The deal was agreed, and the project started on site in late 2018. It progressed well and completed on time and on budget in May 2019. With a BREEAM ‘Excellent’ rating upon completion, it ticked all the boxes, but the market was limited in terms of finding an occupier of this size and scale, and as businesses – especially those which relied on Chinese imports – began to feel the effects of the pandemic, there were concerns. However, the new scheme had a large, secure, tarmacked yard and vast amounts of parking spaces and the adjacent Amazon business required more space as the pandemic and demand for ecommerce gathered pace. Ultimately a license to use the external space of the new 217,000 sq ft unit was agreed between the developer and Amazon, and six months in, the license was extended, before Amazon decided to look at the unit itself. Terms were agreed on Venus 217 by the end of 2020.

Robert Wood, fund manager for the Chrysalis Fund, said:

“There had always been a risk element involved with Venus 217, the developer was fairly small and building speculatively, so we knew the route to repayment could be a difficult one – hence why traditional lenders were not prepared to back the project. We obviously needed the developer to repay the loan in order that we could reinvest into new projects across the City Region.  Amazon was already reaping the benefits of being located at Knowsley Business Park and as the business grew, it saw the potential of committing to the larger unit.

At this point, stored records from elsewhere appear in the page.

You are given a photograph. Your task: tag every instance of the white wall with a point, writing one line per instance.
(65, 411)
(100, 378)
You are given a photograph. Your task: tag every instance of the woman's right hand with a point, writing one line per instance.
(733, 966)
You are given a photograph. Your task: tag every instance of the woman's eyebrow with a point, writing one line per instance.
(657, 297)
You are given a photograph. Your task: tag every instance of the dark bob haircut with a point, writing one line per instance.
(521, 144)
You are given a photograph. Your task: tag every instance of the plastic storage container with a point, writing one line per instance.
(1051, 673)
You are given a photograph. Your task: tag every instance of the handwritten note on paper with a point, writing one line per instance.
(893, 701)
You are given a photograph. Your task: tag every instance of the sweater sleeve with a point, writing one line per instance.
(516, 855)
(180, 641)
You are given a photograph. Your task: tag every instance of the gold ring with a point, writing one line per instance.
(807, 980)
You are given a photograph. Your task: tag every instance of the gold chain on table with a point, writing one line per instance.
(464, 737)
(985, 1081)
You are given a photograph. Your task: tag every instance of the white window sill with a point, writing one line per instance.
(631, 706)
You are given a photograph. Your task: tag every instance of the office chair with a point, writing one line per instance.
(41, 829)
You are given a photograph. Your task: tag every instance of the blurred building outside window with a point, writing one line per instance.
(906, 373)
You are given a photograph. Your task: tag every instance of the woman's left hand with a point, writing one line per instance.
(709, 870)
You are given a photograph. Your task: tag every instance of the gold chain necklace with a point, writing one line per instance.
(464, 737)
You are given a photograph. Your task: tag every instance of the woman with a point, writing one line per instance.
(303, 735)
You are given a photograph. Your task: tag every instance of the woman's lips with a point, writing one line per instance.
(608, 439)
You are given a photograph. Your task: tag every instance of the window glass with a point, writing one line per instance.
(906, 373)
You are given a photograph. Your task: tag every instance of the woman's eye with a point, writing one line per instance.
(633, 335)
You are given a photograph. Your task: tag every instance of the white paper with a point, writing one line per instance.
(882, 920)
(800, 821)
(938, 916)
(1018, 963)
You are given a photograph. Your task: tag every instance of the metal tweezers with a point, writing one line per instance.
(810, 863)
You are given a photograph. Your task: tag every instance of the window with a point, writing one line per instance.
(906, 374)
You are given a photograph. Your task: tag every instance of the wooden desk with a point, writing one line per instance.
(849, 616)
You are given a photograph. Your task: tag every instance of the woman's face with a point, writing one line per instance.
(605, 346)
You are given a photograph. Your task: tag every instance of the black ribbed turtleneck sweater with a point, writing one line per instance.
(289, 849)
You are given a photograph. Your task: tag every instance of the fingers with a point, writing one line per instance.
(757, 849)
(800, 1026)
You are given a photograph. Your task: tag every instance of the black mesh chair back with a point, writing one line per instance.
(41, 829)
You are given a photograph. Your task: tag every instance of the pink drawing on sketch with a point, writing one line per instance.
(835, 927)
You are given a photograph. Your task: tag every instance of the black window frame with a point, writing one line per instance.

“All loans were repaid at the end of March 2021 when the Amazon letting was imminent”, Robert continued. “The interesting aspect to the deal however, was that when it was agreed, in recognition of the risks the lenders were taking, it was agreed that if the developer’s scheme was successful, it would pay the lenders a share of the development profit. This was a successful outcome for all parties, as the developer made a profit, both lenders received a commercial return, as well as a significant profit share, to be recycled back into the fund for other projects. Furthermore, Knowsley Council had a fantastic new building in the borough with a highly successful operator, which brought more jobs to the area, new rates revenue, as well as an additional profit share which could then be ploughed into other services for taxpayers. It was a “win / win” all ‘round.”

Raphael Miller, Head of Investment at the Liverpool City Region Combined Authority, said:

“Venus 217 is a perfect example of why we are investing commercially through these funds. The profit share was split between the lenders and, as a Combined Authority, we were also able to use the money to create a fund to support voluntary and community sector organisations.”

The funds are actively inviting new development projects that meet their investment criteria and can contribute to their economic development goals, including the creation of jobs, employment floor space and land remediation.

The Chrysalis Fund is managed by igloo Investment Management Ltd, with support from Avison Young.

Chrysalis is supported by the 2007-2013 European Regional Development Fund for the North West, under the Joint European Support for Sustainable Investment in City Areas (“JESSICA”) programme.

The LCR Urban Development Fund is backed by the 2014-2020 ERDF England Operational Programme and it is a new funding route to foster smart, sustainable and inclusive growth for our Liverpool City Region.